Under this absurd standard, can insurers refuse to pay for treatment of depression?
Posted by: Davis | March 20, 2008 1:40 PM
Do you have a citation for an actual law that says "not biologically based" or the equivalent? I would expect that they simply provide that insurance companies may limit reimbursement for treatment of the mind. All the insurance policies I've read come right out and say reimbursement for treatment of the mind is limited. They don't tiptoe around the topic with allusions to medieval philosophy; it is a contract written by lawyers, after all.
The limitations are a very good thing! Without them health care would be utterly destroyed. The problem is that most mental health treatment consists of someone with half a clue giving their time and attention to the patient, a service with virtually unlimited demand. Worse, the diagnostic criteria are so fuzzy that it is nearly impossible to prove that a formerly-ill person has gotten enough better to stop treatment, meaning that a crappy or dishonest treater can milk the insurance company for money indefinitely. Even worse, there are unscrupulous treaters who will actually make their patients worse to make them permanent cash cows.
The insurance companies learned this the hard way by having expenditures grow without apparent limit. If things like loneliness could be fixed as swiftly and surely as a broken bone, they would line up to advertise the best coverage.
"Under this absurd standard, can insurers refuse to pay for treatment of depression?"
They can and do. Specialist treatment is either unreimbursed, or only reimbursed up to a yearly limit.
Posted by: Daniel Newby | March 20, 2008 3:48 PM
I'm confused...
It seems to me that this NJ law is trying to separate Axis I and Axis II conditions.
Pay for the former, not the latter....
I'm not sure they got it "right" in your specific example, I'm not sure the principle is so "wrong".

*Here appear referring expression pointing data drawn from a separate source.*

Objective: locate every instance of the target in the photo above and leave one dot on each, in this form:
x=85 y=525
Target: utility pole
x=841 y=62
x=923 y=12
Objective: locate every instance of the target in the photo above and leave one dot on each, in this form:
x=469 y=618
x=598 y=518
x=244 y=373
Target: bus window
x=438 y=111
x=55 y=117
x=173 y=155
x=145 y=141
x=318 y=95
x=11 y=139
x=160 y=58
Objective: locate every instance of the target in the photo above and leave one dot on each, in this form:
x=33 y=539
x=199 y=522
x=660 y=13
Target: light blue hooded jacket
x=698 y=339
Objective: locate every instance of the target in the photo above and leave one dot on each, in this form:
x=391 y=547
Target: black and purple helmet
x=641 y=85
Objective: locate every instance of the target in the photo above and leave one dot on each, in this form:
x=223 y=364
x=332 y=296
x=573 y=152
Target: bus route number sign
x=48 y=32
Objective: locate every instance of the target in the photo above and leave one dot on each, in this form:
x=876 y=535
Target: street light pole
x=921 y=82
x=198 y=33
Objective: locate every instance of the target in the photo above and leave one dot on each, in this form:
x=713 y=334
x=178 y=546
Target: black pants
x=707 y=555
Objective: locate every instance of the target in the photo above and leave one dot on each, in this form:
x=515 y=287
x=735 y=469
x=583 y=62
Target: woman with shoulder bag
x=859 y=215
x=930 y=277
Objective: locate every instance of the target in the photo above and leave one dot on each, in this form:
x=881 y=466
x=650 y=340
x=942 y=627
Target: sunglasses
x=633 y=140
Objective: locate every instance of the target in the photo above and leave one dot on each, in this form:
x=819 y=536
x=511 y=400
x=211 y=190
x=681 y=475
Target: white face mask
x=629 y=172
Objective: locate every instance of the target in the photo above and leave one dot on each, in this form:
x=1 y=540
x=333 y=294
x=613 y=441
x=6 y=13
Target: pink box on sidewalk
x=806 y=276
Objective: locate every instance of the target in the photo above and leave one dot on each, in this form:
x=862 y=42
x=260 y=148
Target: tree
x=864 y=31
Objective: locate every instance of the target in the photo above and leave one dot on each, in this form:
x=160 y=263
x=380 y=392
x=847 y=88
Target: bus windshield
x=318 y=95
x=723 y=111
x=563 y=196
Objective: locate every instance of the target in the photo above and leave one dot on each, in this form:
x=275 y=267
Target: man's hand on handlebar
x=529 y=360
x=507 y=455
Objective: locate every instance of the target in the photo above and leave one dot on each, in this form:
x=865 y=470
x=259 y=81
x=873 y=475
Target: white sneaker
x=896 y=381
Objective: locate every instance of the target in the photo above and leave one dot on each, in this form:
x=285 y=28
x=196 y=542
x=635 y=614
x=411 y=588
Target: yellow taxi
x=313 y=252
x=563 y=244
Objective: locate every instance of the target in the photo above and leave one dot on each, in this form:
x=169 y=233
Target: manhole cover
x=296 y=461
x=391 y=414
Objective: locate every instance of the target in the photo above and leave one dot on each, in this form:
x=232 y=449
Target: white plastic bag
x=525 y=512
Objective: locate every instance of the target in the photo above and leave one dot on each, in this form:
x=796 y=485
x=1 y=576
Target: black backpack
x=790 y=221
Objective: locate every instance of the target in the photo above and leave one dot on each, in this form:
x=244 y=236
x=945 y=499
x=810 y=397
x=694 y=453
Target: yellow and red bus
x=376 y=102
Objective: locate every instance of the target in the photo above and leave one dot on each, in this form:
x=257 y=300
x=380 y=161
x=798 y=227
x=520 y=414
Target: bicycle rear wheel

or am I missing something?
Posted by: Ian | March 20, 2008 6:50 PM
The fact is that, with the exception of a leading edge of scientists, our society has not learned or accepted the fact that our minds ARE our brains, that there is not a fundamental distinction between a psychological and a biological condition. Both the coverage plans and the laws that we are stuck with for now are simply a reflection of this state of understanding, and I don't think it's fair to call anyone corrupt because of it. There is a deep seeded ignorance about this issue that extends far beyond the health care and political institutions that create these policies. And for the reasons that Daniel Newby (comment #3) gives, it is simply impractical to force health insurance companies to cover illnesses like depression in the same way they cover broken bones...currently available treatments are far too expensive and not nearly effective enough to justify it...not if we want health insurance to continue to exist to cover things that CAN be reasonably treated.